Llevaba dos horas sentado en el coche. Había perdido la cuenta de los Malboro fumados. Tres Coca-Colas de lata, una bolsa de pipas, …Allí estaba, por fin. Arrancó el coche y la siguió a una distancia prudente. Ella miró dos veces hacia atrás, algo la inquietaba. Era preciosa. Un metro setenta y cinco más o menos, falda vaquera, zapatillas Nike blancas, camiseta a tirantes negra. Andaba como una bailarina, sus enormes pechos se balanceaban a cada paso. Cuando la adelantó con el coche, ella miró de reojo y agarró fuerte la carpeta con la mano derecha y cerró su mano izquierda sobre el asa de la mochila que llevaba a la espalda. Era una mochila negra con un dibujo de Betty Boop, se la regaló su mejor amiga en su último cumpleaños.
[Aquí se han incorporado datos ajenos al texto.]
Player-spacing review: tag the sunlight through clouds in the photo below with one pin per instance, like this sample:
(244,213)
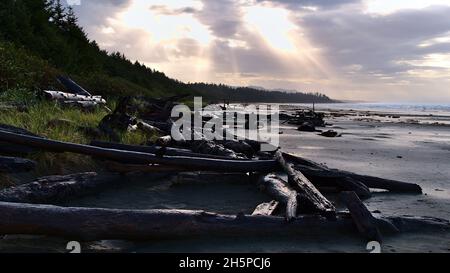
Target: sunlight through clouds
(273,24)
(369,48)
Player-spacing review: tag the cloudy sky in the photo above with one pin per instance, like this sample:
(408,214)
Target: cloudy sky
(373,50)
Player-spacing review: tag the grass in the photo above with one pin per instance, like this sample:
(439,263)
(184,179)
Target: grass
(39,118)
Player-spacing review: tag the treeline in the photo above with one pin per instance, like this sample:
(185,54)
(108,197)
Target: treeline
(40,39)
(220,92)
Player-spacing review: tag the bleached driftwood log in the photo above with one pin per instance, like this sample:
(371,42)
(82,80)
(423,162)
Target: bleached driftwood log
(266,208)
(90,224)
(309,194)
(281,192)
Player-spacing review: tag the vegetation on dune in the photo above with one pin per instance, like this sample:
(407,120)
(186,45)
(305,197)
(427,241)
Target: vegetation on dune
(41,39)
(48,34)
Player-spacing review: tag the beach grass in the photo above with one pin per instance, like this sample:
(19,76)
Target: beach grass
(39,116)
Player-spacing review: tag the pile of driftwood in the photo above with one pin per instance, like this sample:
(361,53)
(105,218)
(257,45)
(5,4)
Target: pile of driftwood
(299,205)
(77,97)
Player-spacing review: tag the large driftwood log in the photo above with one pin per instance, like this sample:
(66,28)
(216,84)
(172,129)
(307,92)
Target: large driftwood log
(155,149)
(311,168)
(310,195)
(15,165)
(61,96)
(266,208)
(57,189)
(364,221)
(141,158)
(12,149)
(325,179)
(90,224)
(72,86)
(340,176)
(280,191)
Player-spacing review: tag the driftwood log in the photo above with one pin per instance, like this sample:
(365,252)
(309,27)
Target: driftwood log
(57,189)
(16,165)
(12,149)
(310,195)
(364,221)
(131,157)
(61,96)
(281,192)
(72,86)
(89,224)
(319,172)
(266,208)
(155,149)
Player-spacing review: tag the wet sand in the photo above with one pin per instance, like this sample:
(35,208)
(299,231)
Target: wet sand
(410,152)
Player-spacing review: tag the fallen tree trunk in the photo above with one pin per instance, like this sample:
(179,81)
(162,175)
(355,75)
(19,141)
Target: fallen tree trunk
(266,208)
(61,96)
(280,191)
(16,165)
(323,179)
(11,149)
(369,181)
(311,196)
(72,86)
(56,189)
(364,221)
(154,149)
(89,224)
(131,157)
(312,168)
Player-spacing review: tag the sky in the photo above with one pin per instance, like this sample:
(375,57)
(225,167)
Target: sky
(369,50)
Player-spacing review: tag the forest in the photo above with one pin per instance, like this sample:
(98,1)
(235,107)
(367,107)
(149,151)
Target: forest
(40,39)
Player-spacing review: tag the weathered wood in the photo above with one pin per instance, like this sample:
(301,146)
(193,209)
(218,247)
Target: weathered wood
(312,197)
(16,165)
(321,171)
(89,224)
(210,147)
(266,208)
(211,177)
(72,86)
(149,168)
(131,157)
(61,96)
(164,141)
(84,105)
(280,191)
(57,189)
(12,149)
(364,221)
(154,149)
(324,175)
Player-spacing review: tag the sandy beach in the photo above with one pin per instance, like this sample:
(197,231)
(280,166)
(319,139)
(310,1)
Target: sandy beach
(372,144)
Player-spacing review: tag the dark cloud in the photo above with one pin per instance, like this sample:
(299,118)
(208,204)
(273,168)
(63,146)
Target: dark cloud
(377,43)
(164,10)
(94,13)
(323,4)
(224,18)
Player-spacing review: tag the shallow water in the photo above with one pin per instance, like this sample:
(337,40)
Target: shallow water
(407,152)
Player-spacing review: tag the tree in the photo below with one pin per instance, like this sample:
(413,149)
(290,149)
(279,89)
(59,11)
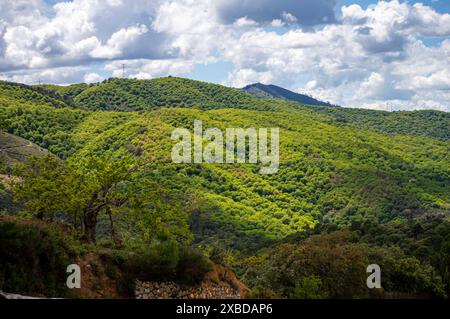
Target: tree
(80,188)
Paró el coche en la primera calle a la derecha, aparcó y no lo cerró. Se enfundó una gorra negra y las gafas de sol. Eran las cuatro de la tarde, hacía calor, mucho calor. Se quedó a la sombra de un toldo y esperó. Le gustaba aquella espera, llevaba en esa guardia exactamente veintiséis días. Tenía en casa todo tipo de pruebas que ella había desechado: clínex sucios, el vaso de refresco, el vaso de café, incluso la botella vacía de agua de la que se deshizo en una papelera. Le gustaba lamer y oler todo lo que ella había tocado. Pero no más de treinta días, un mes era demasiado. La guardia llegaba a su fin, el operativo se desmontaba hoy. Esperó a que cruzara la calle, sabía el recorrido que hacía de camino al instituto, sabía el lugar y la hora D en la que acabaría esa guardia y comenzaría la fiesta. En el primer semáforo la adelantó y la rozó aposta, para oler su perfume: “perdona”. El número 33 era ideal, con un portal amplio, antiguo. Ya lo había investigado, solo vivían allí tres ancianos. La cerradura ya estaba rota de la noche anterior. Esperó, esperó y cuando pasó a su altura saltó como una pantera. La agarró del cuello por detrás y le tapó la boca. Ella pateaba, se le cayó la carpeta y en el forcejeo se rompió una de las tiras de la mochila. El asalto duró exactamente 11 minutos 36 segundos. Cada vez duraban menos tiempo. La asfixió hasta hacer que perdiera el conocimiento, le golpeó la cabeza varias veces con el puño, la penetró y se llevó toda su ropa, la carpeta, la mochila y un mechón de pelo. Dos horas más tarde bajó el abuelo del segundo, con respiración entrecortada. Quedó estupefacto. Junto al ascensor yacía el cuerpo desnudo de una joven, como una muñeca rota, con rictus de pánico, sangre entre las piernas y unas zapatillas Nike blancas como única indumentaria. Los titulares de prensa recalcaron que sólo tenía 15 años.
Él siguió ejerciendo de investigador depredador, pensando cuál sería su próxima víctima. Tenía una morena, una pelirroja, una rubia… ya no le importaba el color de pelo. Quería su olor. En bolsas conservaba todas las prendas, era su forma de excitación.